By the way, if Google Colaboratory says "I can't use it for a while, please wait" and you can't wait, try this method.
First, you need to have Compute Engine and Cloud TPU enabled.
The first time it is displayed as below (image at the time of writing)
For Compute Engine
"Navigation menu"-> "Compute Engine"-> "VM and instance" in the upper left
Preparation starts automatically.
For Cloud TPU
"Navigation menu"-> "Compute Engine"-> "TPU" on the upper left
The first time you need to select "Enable API". (Please be assured that TPU billing will not start with this alone)
If you're ready or already enabled, open Cloud Shell.
Cloud Shell has an icon like the one below in the upper right corner.
After waiting for a while and opening it, start the VM and TPU at the same time with the ctpu command
.
ctpu up --zone=us-central1-b --tf-version=1.15 --machine-type=n1-standard-4 --name=mytpu --preemptible --preemptible-vm
The important point here is to put preemptible
in the VM and TPU options,
That is to use preemptive.
The following table shows the results calculated by the official pricing tool when the location of TPU V2 is us-central1.
TPU Class | Regular | Preemptible |
---|---|---|
Per hour | About 485 yen | About 146 yen |
For preemptive information, please refer to the Official Document.
You can do the same from the console or the gcloud command. Details can be found in the official documentation, Creating and Deleting TPUs (https://cloud.google.com/tpu/docs/creating-deleting-tpus?hl=ja).
When you execute the command, a confirmation will be displayed as shown below.
Name: mytpu
Zone: us-central1-b
GCP Project: gcp-project-123
TensorFlow Version: 1.15
VM:
Machine Type: n1-standard-4
Disk Size: 250 GB
Preemptible: true
Cloud TPU:
Size: v2-8
Preemptible: true
Reserved: false
OK to create your Cloud TPU resources with the above configuration? [Yn]:
Type y
and press ʻEnter / returnto start each creation. The reason I chose
n1-standard-4` for the machine type is just because it is close to the memory of the Google Colaboratory environment, so change it if necessary.
By the way, if you accidentally delete the default service account of Compute Engine, you will not be able to create it with the above ctpu command.
2020/06/20 00:00:00 Creating Compute Engine VM mytpu (this may take a minute)...
2020/06/20 00:00:07 TPU operation still running...
2020/06/20 00:00:07 error retrieving Compute Engine zone operation:
(For an error like this ... When did you erase it?) I didn't know the solution so I recreated the new project.
"... Let's go back in time."
Cloud TPU will be charged in seconds.
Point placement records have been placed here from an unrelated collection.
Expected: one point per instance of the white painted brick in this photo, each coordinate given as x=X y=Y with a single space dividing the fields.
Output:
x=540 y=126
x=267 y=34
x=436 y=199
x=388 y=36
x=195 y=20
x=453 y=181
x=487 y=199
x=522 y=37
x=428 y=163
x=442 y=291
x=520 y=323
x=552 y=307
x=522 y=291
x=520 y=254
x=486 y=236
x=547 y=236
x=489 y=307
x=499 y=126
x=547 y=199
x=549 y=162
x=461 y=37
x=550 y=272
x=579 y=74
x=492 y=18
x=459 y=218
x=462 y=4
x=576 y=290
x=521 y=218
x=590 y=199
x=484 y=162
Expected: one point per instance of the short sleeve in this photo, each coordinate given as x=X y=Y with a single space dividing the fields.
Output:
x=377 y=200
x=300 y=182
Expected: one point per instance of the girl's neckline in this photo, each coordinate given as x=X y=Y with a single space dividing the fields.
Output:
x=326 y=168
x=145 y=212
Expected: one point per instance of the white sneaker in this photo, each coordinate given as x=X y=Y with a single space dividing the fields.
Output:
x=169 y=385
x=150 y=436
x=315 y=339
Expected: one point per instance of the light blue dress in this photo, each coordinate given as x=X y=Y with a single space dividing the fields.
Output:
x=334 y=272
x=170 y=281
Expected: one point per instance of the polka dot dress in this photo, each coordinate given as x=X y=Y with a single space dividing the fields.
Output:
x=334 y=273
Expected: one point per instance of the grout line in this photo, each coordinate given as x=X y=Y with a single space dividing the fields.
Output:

If you can confirm that it has started up safely, let's stop it for the time being.
When the instance starts successfully, let's enter from "SSH" below.
When the connection was completed, the console screen opened as shown below.
From here, we will work in this.
You can also check the TPU status with the gcloud command
here.
gcloud config set compute/zone us-central1-b
Updated property [compute/zone].
gcloud compute tpus list
NAME ZONE ACCELERATOR_TYPE NETWORK_ENDPOINTS NETWORK RANGE STATUS
mytpu us-central1-b v2-8 10.240.1.2:8470 default 10.240.1.0/29 STOPPING
As an aside, the status of the TPU is displayed as follows.
making | During startup | Start-up | Stopping | Stop |
---|---|---|---|---|
CREATING | STARTING | READY | STOPPING | STOPPED |
I added this item because I want to clearly unify whether it is python or python3. I always want to use 3.X for python, so change the settings as follows.
Open .bashrc
vi ~/.bashrc
Add settings to the last line
to move to the bottom with
Shift + G, enter the following, press ʻesc
and overwrite with: wq
!alias python="python3"
alias pip='pip3'
Reflect settings
source ~/.bashrc
Now python
is now python3
.
From here, it will be almost the same as the API environment construction, but I will describe it without omitting it.
sudo apt-get update
sudo apt-get install -y protobuf-compiler python-pil python-lxml python-tk
pip install -U pip && pip install Cython contextlib2 jupyter matplotlib tf_slim pillow
Next, bring the API source code and cocoAPI.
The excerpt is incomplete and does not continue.